Finches and Canaries are attractive birds that make fascinating and rewarding pets. They can be kept singly or in groups. The following information is appropriate for all members of the finch and canary family.
Although most pet owners are content to observe their birds, with patience and perseverance it is possible to finger tame them. Finches and canaries can be messy eaters and it is wise to place their cage in an area that can be easily cleaned up.
Finches or canaries need the largest cage you can afford; since they are not usually finger-tamed and spend most of their time in their cage, they need plenty of room. Cage width and depth are more important than height. Make sure the cage is zinc-safe and lead-free, with appropriate bar size and spacing. Natural hardwood branches make the best perches; sandpaper perches should never be used. Choose a variety of non-toxic wood or acrylic toys to keep your bird busy, and rotate them to avoid boredom.
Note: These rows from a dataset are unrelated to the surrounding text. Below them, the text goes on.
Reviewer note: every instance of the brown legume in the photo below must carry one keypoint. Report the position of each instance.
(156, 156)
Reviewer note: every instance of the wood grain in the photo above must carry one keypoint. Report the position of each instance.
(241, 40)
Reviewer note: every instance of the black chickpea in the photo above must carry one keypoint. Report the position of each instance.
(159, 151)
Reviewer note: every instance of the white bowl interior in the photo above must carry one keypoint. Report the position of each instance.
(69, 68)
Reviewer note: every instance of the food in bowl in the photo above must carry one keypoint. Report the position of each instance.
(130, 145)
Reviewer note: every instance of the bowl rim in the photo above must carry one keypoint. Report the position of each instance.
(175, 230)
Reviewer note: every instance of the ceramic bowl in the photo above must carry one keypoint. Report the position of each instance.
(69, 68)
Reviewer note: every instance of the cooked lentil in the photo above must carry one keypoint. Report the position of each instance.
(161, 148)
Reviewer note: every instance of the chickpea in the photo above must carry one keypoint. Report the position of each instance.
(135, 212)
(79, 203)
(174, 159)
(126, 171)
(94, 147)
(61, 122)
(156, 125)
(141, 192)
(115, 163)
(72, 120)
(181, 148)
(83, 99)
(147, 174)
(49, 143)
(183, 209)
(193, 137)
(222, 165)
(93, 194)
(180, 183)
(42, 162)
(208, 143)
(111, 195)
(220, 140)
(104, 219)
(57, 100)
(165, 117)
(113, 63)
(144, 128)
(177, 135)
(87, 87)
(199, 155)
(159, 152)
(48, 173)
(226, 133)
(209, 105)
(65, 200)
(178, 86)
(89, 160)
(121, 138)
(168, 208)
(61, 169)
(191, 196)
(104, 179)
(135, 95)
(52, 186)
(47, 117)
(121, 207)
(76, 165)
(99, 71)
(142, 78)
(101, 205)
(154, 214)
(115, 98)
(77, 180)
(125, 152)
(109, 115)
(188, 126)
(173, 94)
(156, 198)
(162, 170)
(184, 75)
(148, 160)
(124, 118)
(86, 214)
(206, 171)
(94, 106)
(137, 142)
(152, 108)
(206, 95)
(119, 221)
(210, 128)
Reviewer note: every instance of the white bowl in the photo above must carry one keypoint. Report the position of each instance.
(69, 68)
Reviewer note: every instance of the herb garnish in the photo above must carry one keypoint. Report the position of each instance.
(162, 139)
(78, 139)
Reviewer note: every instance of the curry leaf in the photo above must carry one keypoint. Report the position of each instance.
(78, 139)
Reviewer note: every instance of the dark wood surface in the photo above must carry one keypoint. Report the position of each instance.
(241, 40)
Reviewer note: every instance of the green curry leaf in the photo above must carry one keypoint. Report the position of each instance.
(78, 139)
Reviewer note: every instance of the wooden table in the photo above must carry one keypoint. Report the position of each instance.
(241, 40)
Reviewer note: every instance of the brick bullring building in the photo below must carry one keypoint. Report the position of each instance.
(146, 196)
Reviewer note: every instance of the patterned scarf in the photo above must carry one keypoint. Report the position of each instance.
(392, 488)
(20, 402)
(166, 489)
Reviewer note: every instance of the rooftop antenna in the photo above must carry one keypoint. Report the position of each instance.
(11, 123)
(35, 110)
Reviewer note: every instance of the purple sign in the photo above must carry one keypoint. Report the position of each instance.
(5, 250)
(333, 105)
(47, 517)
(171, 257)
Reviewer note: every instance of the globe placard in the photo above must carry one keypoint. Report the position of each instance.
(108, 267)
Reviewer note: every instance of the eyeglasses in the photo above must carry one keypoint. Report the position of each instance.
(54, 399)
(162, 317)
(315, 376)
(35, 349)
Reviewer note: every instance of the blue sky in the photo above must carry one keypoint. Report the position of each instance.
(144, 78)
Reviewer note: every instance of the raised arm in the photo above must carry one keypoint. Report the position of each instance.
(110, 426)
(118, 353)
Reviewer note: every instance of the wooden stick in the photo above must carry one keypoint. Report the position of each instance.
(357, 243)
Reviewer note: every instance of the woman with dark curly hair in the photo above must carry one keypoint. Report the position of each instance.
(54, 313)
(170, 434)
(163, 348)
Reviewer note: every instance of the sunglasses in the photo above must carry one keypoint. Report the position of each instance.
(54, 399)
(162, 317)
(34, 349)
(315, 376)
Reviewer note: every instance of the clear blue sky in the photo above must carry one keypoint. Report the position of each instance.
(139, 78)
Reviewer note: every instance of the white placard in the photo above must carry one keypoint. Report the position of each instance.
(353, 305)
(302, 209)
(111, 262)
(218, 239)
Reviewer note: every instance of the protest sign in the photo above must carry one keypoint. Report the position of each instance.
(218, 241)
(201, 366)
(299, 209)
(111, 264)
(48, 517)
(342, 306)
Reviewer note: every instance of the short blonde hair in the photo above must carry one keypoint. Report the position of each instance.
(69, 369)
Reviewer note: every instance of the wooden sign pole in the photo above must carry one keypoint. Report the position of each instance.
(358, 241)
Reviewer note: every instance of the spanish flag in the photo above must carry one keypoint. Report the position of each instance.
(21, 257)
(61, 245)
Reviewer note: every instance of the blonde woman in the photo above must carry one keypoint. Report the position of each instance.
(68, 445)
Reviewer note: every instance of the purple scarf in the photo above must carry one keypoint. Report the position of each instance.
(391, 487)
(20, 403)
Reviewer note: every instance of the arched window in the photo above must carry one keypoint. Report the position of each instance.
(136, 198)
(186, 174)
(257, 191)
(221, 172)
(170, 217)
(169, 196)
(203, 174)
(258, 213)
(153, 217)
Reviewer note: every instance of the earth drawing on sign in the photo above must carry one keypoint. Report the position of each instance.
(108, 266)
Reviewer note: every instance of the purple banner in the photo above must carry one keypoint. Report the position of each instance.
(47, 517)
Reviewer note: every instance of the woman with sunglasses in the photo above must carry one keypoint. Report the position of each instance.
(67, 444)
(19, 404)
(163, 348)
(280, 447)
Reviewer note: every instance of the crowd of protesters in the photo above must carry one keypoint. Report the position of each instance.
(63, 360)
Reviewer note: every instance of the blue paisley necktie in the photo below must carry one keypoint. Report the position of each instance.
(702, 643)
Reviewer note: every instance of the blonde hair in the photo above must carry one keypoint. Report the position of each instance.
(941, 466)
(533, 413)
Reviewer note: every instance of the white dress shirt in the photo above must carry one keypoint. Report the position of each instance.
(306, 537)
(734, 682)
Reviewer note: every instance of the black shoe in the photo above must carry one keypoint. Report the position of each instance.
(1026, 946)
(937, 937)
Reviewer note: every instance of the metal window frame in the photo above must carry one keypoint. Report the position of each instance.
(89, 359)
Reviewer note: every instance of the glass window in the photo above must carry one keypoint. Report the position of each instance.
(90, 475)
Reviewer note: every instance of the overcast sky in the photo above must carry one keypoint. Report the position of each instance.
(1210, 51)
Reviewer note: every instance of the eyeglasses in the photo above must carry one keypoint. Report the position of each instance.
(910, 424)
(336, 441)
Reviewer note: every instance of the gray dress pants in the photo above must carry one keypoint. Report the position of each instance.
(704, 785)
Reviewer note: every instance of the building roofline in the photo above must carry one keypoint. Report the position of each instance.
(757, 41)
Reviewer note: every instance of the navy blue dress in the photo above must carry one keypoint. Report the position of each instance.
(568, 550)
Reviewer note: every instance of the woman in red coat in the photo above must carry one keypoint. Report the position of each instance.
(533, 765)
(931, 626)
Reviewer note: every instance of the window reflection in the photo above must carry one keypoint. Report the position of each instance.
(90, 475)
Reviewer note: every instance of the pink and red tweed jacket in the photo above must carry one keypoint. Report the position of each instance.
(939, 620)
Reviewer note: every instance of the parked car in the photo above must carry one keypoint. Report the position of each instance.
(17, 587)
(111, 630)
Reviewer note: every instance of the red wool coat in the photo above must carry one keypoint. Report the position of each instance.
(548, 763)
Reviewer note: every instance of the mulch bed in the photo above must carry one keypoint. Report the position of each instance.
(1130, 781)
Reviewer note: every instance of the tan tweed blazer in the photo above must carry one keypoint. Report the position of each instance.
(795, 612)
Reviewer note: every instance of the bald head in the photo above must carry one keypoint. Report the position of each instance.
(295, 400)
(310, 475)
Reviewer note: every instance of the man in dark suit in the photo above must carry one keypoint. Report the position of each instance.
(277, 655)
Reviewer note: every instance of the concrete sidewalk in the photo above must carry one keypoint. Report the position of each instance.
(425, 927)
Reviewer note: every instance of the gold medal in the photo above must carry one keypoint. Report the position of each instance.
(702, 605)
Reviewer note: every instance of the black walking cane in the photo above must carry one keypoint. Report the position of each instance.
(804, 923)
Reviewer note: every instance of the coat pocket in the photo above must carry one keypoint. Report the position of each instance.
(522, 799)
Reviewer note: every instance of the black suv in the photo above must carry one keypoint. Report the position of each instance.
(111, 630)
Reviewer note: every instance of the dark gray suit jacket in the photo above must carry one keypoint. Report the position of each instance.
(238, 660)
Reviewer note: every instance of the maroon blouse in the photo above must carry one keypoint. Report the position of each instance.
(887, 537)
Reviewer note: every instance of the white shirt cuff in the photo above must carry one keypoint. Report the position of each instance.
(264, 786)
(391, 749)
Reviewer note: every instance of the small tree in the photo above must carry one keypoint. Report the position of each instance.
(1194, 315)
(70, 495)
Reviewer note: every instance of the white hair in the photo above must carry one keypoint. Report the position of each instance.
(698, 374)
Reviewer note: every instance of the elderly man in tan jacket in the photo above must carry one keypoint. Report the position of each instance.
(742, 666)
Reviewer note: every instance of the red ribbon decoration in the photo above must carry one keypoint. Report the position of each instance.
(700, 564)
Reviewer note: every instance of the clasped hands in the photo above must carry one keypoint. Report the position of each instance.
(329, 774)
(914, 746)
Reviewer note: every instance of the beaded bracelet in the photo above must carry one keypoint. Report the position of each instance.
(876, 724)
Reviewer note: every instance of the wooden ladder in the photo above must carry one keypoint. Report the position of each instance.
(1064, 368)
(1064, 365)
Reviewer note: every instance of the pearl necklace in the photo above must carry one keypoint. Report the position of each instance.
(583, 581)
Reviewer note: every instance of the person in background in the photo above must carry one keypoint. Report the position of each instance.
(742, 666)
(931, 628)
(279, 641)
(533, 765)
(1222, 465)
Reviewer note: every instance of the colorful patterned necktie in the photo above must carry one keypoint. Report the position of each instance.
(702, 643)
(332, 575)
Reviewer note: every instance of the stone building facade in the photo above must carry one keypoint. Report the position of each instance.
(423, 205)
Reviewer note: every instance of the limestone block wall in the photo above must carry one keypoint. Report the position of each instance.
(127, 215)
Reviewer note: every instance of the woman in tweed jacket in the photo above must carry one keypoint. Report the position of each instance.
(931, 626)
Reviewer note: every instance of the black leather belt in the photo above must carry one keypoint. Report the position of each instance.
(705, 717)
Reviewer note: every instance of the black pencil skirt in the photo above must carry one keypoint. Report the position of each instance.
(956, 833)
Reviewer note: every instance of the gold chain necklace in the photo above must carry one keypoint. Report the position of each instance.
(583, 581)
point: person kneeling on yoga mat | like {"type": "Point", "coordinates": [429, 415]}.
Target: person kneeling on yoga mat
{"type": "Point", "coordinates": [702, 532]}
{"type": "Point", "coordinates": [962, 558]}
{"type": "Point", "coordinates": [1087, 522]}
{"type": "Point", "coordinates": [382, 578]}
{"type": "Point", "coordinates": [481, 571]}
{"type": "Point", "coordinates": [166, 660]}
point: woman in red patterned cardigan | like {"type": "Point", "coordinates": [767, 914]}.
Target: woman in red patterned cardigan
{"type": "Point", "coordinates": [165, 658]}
These birds should be fed a variety of foods, including vitamin-fortified seed mix, dark green, leafy vegetables, yams, carrots, hard boiled eggs, and some fruit. Grit, gravel, and oyster shells should never be given. Fresh, clean water should be available at all times. Vitamin supplements are not needed with this diet.
Tray liners should be replaced every day and the cage bottom, fittings and dishes regularly washed with hot water and soap. Once a month, disinfect the cage with diluted bleach; be sure to rinse thoroughly. Line the tray with black and white newspaper or paper towels. It is unsafe to use pine/cedar shavings, corn cob or walnut bedding.
Egg-laying is very common in finches and canaries and can start any time after five months of age. Excessive egg-laying is a potential health risk, consult a qualified AVIAN vet.
Finches and canaries should have a complete exam by a qualified AVIAN vet at least once a year or ASAP if any bleeding, injuries, or other signs are noted. It can be hard to tell when a bird is ill, and by the time you notice a problem, the sickness is usually well-advanced. Delaying a visit with an AVIAN vet or using over-the-counter or human medicines, which mask the signs of illness, is likely to cost your bird’s life.
Finches and canaries have very sensitive respiratory systems and should not be exposed to cigarette smoke, aerosols, harsh cleaning products, or other toxic fumes.